Cursor puts GPT-5.5 atop CursorBench at 72.8% and halves price
Original: Cursor puts GPT-5.5 on top of CursorBench with a 72.8% score View original →
The headline from Cursor’s latest X post is not just model availability. It is that GPT-5.5 entered the product with both a concrete benchmark claim and a temporary price cut attached. Cursor says GPT-5.5 is now available in the editor, currently ranks first on CursorBench at 72.8%, and is being sold at 50% off through May 2. In a market where many coding-model updates arrive as vague “feels better” claims, that combination is unusually specific.
“It’s currently the top model on CursorBench at 72.8%.”
That sentence comes directly from Cursor’s source tweet. A matching forum thread added the pricing details and clarified the promotion window after users spotted inconsistent dates in the UI. According to Cursor staff, list pricing is $5.00 per million input tokens, $0.50 for cached input, and $30.00 for output; the temporary discount cuts those to $2.50, $0.25, and $15.00 respectively through the end of May 2. That matters because output-token cost is often what makes frontier coding models hard to use at scale.
The more interesting context is CursorBench itself. In Cursor’s March research post, How we compare model quality in Cursor, the company says CursorBench is built from real engineering sessions rather than public repository issues. It argues that the suite tracks actual developer outcomes better than public benchmarks, uses agentic grading, and now covers larger multi-file, tool-using tasks. Cursor also says the current CursorBench-3 task scope has roughly doubled from the initial version and creates more separation among frontier models than saturated public evals.

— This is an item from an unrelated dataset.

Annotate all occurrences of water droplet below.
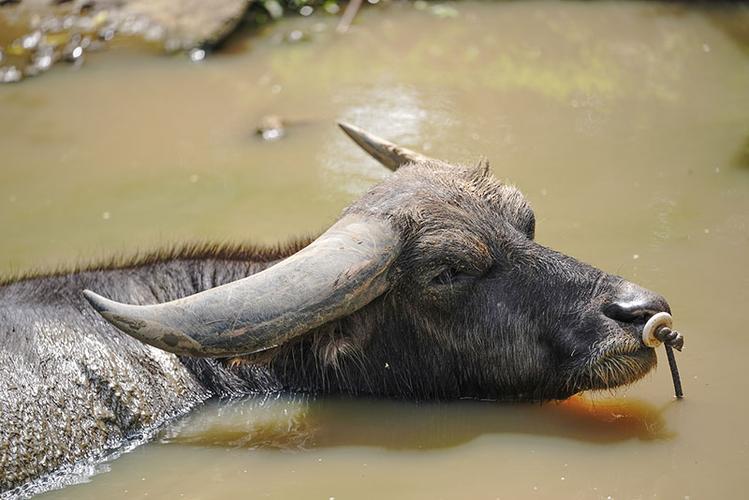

That does not make 72.8% a neutral industry crown. CursorBench is still an internal benchmark run by the company that sells the product. But it does make the number more relevant than a generic leaderboard screenshot, because the benchmark is explicitly trying to mirror the kinds of underspecified, multi-step tasks developers give coding agents every day. For product users, that is often the right question: not which model wins in abstract, but which one gets more real work over the line inside the tool they already use.

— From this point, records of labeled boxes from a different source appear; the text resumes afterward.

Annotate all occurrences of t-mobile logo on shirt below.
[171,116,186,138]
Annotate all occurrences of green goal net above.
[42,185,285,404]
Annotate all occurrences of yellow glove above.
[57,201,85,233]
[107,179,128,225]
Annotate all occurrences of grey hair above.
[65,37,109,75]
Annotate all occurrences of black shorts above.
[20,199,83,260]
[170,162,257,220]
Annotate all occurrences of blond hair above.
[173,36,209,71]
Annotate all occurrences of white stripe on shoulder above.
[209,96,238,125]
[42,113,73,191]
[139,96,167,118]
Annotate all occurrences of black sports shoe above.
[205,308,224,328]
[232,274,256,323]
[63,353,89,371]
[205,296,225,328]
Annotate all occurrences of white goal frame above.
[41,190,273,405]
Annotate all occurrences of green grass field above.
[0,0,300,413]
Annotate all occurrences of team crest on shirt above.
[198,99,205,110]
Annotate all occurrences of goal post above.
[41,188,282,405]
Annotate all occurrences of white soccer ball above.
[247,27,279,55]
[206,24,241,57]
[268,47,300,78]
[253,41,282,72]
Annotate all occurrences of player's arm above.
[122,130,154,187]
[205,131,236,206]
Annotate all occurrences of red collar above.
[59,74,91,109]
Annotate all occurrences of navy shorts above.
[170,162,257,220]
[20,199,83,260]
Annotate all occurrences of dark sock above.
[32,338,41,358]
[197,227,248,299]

The cursor_ai account usually mixes release notes, agent features, and evaluation methodology, and this post follows that pattern closely. What to watch next is whether independent usage reports match the 72.8% claim, whether GPT-5.5 keeps its lead as other coding agents update, and whether the economics still make sense after the discount ends on May 2. The primary sources are the tweet, Cursor’s forum post, and the CursorBench methodology note.